Напакостила музручка, короче. Мало мне было с мамой её противоречивых проблем. Мне и так иногда кажется, что маму печалит то, что я расту. Как её печалит то, что вырос мой старший родной брат. По-моему, мама не понимает, что мы – как бы отдельные целые люди, а не её составляющие части, вроде руки или ноги. Но мама это – из-за исключительно сильной любви, ведь так? За исключительно сильную любовь всё можно вытерпеть.
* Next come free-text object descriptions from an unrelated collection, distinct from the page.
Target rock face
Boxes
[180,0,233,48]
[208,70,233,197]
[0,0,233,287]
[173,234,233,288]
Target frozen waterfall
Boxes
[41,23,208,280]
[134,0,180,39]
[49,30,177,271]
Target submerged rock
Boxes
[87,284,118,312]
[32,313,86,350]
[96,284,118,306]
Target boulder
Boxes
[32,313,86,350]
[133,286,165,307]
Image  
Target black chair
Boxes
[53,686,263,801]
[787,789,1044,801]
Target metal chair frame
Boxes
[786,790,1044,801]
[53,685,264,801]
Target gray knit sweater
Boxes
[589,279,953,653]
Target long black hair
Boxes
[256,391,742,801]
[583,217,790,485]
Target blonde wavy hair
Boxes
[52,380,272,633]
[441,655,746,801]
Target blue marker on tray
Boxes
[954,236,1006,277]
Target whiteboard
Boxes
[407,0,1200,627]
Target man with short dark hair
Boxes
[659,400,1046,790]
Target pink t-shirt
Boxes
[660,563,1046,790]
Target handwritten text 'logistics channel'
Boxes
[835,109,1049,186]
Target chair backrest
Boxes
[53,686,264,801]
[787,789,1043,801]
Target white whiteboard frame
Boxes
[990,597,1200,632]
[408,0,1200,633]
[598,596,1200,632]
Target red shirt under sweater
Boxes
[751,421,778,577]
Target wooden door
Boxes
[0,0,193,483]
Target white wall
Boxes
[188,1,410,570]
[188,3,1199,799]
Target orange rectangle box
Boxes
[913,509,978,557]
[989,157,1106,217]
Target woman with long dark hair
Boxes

Но там, где тебя не исключительно сильно любят, там, где с тобой просто дружат время от времени, гораздо проще. В общем, не хочу об этом. Точнее – не могу. Потому что худой мир и покой лучше доброй ссоры с мозгами.

Тётя Лена так и не попросила в трамвае маму, чтобы я навестила Серёжку. Ну, или я не услышала этого в их разговоре от конечной до конечной, по Куликову полю и потом, до Привоза. А от Привоза домой мы с мамой шли молча, и я её так и не решилась ни о чём спросить или, тем более, попросить. Пока мы с мамой молча шли от Привоза до осенне-зимне-весеннего дома, я раздумывала над тем, не влюбиться ли мне в того дядьку, что встретила в монастыре, куда сбегала рано утром в кедах. Вернее, я в него уже влюбилась и раздумывала над тем, не выйти ли за него ещё и замуж.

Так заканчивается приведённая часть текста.